About 4 a.m., the vehicle she was riding in back to Atlanta from Alabama “flipped over and was subsequently hit by a big rig,” music producer and Stone’s longtime manager Walter Millsap III told The Associated Press in an email.

Everyone else in the cargo van survived except Stone, he said.

The Alabama Highway Patrol said in a news release that the 2021 Mercedes-Benz Sprinter van turned over on Interstate 65 about 4:25 a.m.
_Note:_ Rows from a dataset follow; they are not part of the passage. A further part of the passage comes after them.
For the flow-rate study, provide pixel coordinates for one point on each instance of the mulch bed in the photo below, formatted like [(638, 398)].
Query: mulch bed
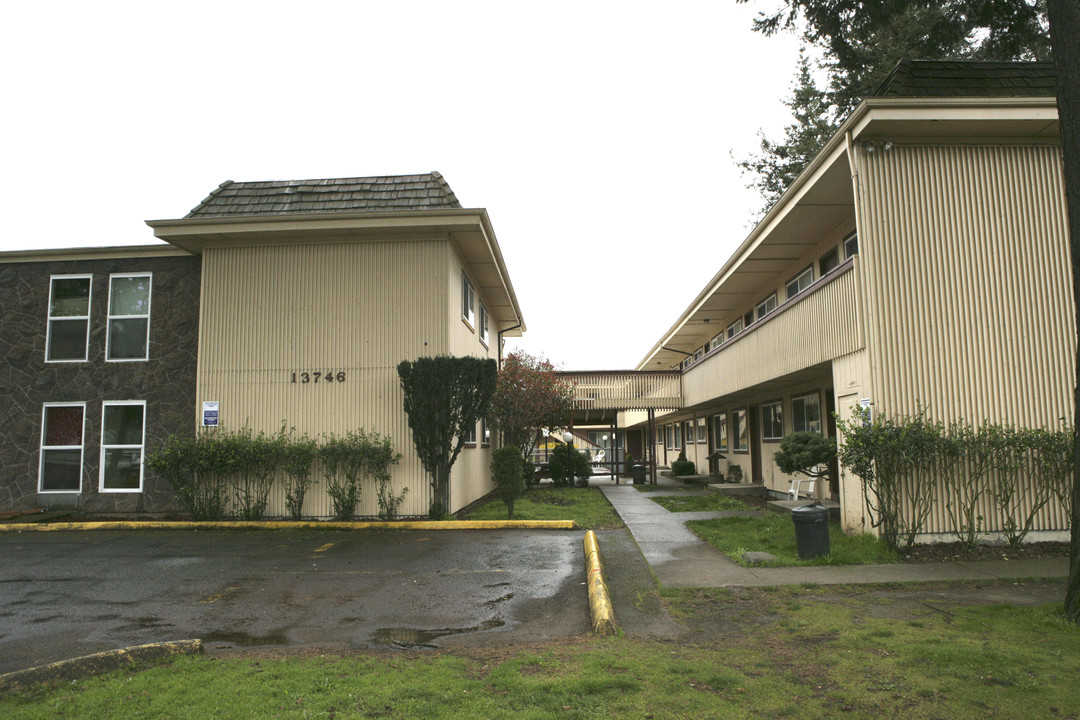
[(956, 552)]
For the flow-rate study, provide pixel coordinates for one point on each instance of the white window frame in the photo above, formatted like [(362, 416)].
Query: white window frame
[(720, 432), (110, 317), (42, 447), (468, 300), (766, 307), (779, 405), (140, 447), (51, 317), (805, 276), (808, 428), (483, 325), (734, 328), (848, 242)]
Saturday before being hit by a truck.

Angie Stone was pronounced dead at the scene, the highway patrol said.

Millsap said he learned the news from Angie Stone’s daughter, Diamond, and longtime The Sequence member Blondy.
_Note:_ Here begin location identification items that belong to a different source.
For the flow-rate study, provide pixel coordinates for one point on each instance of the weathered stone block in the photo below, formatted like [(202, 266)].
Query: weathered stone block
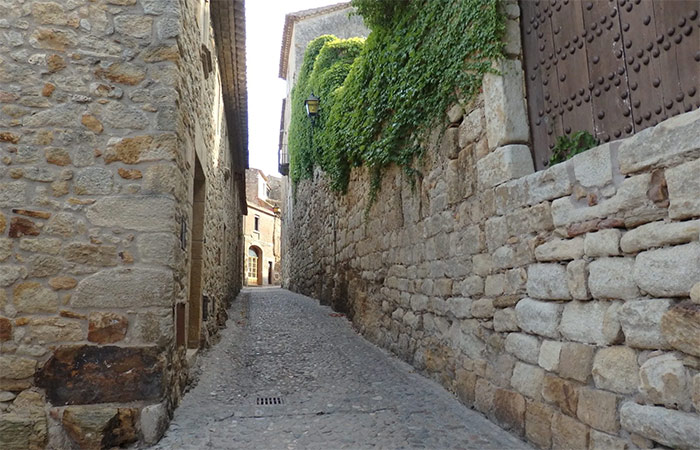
[(602, 441), (668, 141), (641, 322), (539, 317), (528, 380), (576, 361), (153, 422), (124, 374), (560, 250), (568, 433), (93, 181), (664, 381), (504, 164), (140, 213), (591, 322), (506, 116), (547, 281), (106, 327), (593, 168), (577, 279), (598, 409), (523, 346), (683, 186), (125, 288), (659, 234), (659, 273), (680, 327), (32, 297), (672, 428), (616, 369), (505, 320), (612, 278), (538, 423), (509, 409), (602, 243), (561, 392), (548, 358), (98, 427)]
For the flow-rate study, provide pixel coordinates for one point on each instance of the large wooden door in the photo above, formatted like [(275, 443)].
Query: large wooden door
[(611, 67)]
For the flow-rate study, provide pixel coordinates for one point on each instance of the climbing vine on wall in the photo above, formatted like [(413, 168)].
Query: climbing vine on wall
[(379, 100)]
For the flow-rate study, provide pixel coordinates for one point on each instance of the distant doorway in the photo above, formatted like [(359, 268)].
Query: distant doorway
[(254, 266), (195, 299)]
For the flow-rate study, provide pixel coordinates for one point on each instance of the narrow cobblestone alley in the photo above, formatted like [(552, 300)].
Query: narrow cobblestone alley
[(338, 390)]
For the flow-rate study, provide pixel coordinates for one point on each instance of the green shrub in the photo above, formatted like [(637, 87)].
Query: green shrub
[(380, 100)]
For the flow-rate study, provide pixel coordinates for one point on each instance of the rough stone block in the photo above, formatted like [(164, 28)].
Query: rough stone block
[(593, 322), (683, 186), (547, 281), (668, 141), (680, 327), (593, 168), (124, 374), (561, 392), (659, 273), (504, 100), (528, 380), (125, 288), (598, 409), (577, 279), (611, 278), (509, 410), (616, 369), (663, 380), (538, 317), (504, 164), (548, 358), (560, 250), (641, 322), (602, 441), (659, 234), (602, 243), (576, 361), (153, 422), (568, 433), (523, 346), (672, 428), (538, 423), (96, 427)]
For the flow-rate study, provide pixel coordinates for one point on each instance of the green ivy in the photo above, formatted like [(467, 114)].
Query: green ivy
[(566, 147), (380, 99)]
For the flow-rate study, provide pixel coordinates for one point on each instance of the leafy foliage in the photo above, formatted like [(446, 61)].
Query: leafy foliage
[(380, 100), (566, 147)]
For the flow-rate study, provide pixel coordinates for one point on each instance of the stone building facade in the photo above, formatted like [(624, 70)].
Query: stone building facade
[(123, 149), (563, 304), (262, 229)]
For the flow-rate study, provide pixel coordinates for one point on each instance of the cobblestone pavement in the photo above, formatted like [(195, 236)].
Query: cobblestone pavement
[(339, 390)]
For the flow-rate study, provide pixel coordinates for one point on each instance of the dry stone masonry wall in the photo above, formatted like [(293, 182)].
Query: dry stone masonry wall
[(103, 105), (563, 304)]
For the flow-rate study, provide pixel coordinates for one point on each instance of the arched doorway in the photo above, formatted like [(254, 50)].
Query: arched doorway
[(254, 266)]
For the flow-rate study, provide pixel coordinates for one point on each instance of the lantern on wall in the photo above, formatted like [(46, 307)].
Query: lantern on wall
[(312, 105)]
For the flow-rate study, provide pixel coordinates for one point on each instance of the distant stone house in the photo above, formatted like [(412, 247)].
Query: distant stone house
[(261, 229), (123, 149)]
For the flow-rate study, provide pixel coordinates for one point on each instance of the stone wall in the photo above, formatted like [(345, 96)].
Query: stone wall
[(102, 108), (562, 304)]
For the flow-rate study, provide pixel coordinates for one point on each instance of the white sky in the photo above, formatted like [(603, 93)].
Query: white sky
[(264, 24)]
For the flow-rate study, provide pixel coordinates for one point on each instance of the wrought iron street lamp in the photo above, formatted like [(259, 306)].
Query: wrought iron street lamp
[(312, 106)]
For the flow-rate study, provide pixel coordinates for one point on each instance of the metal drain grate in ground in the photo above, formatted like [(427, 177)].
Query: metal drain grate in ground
[(269, 401)]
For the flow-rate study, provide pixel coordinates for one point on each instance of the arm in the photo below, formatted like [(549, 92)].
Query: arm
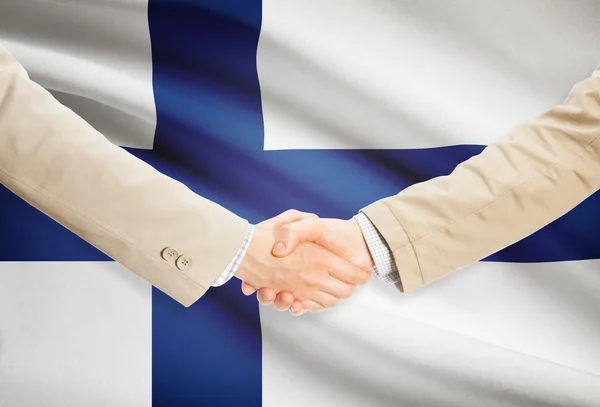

“Never in a million years did we ever expect to get this horrible news,” Angie Stone’s children, Diamond and Michael Archer, said in a statement shared by the SRG Group. “We are still trying to process and are completely heartbroken.”
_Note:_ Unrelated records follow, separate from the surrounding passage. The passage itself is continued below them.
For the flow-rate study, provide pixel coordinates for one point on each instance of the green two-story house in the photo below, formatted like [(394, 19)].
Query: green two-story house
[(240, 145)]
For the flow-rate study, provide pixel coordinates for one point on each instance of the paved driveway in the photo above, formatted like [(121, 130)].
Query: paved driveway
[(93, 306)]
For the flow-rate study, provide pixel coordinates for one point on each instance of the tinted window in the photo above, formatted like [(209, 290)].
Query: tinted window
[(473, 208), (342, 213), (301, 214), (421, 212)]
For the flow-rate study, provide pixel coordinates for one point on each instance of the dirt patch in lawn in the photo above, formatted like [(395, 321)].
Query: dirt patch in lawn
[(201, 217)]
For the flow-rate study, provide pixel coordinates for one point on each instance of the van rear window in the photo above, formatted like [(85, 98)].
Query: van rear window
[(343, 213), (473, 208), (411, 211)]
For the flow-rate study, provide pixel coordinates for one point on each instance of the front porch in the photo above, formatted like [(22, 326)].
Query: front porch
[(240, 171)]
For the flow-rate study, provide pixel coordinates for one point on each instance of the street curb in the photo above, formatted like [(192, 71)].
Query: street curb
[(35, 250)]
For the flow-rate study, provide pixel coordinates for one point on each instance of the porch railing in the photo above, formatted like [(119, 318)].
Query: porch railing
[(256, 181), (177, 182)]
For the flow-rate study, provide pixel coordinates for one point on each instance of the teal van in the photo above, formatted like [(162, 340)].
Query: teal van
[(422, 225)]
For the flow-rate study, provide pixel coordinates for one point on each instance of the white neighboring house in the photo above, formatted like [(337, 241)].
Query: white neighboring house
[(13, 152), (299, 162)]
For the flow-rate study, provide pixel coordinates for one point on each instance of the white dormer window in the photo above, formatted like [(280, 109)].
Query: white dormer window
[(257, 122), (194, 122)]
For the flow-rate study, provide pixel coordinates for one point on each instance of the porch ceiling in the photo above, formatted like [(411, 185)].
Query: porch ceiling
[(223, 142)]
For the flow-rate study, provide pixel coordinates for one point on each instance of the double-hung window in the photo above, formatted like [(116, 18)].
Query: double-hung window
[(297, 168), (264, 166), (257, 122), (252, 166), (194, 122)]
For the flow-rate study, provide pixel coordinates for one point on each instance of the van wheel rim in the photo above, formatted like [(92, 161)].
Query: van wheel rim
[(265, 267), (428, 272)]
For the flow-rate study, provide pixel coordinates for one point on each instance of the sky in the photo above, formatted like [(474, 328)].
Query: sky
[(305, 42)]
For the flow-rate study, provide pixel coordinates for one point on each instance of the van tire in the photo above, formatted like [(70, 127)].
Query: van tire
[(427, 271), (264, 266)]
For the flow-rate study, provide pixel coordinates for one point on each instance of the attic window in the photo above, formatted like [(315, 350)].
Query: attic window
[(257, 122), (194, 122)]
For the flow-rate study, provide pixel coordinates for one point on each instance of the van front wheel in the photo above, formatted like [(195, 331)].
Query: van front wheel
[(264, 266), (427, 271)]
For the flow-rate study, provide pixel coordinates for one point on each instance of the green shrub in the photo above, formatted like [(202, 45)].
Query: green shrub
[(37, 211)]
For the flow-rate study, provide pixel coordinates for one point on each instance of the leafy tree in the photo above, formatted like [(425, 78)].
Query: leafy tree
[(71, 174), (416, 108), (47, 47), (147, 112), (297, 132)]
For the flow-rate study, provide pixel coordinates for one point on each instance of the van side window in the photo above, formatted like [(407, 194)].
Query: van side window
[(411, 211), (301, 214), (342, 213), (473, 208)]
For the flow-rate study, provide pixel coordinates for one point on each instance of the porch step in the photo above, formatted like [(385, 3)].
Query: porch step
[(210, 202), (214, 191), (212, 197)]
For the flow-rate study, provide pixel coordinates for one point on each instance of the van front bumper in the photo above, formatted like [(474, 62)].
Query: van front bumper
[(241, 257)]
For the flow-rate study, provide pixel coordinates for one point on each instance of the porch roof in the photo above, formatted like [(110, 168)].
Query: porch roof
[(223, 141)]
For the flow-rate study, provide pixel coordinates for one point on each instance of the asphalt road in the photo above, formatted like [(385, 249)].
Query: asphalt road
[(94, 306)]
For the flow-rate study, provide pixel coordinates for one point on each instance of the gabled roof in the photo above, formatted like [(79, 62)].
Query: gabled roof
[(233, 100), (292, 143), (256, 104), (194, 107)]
Stone was scheduled to perform at the halftime show of the Central Intercollegiate Athletic Association men’s Championship basketball game on Saturday.

The singer-songwriter created hits like “No More Rain (In This Cloud)” which reached No. 1 for 10 weeks on Billboard’s Adult R&B airplay chart, “Baby” with legendary soul singer Betty Wright, another No. 1 hit, and “Wish I Didn’t Miss You” and “Brotha.”

Stone found a sweet spot in the early 2000s as neo-soul begin to dominate the R&B landscape with the emergence of singers like Erykah Badu, Jill Scott, Maxwell and D’Angelo.

Her 2001 album “Mahagony Soul” reached No. 22 on the Billboard 200, while 2007’s “The Art Of Love & War” peaked at No. 11.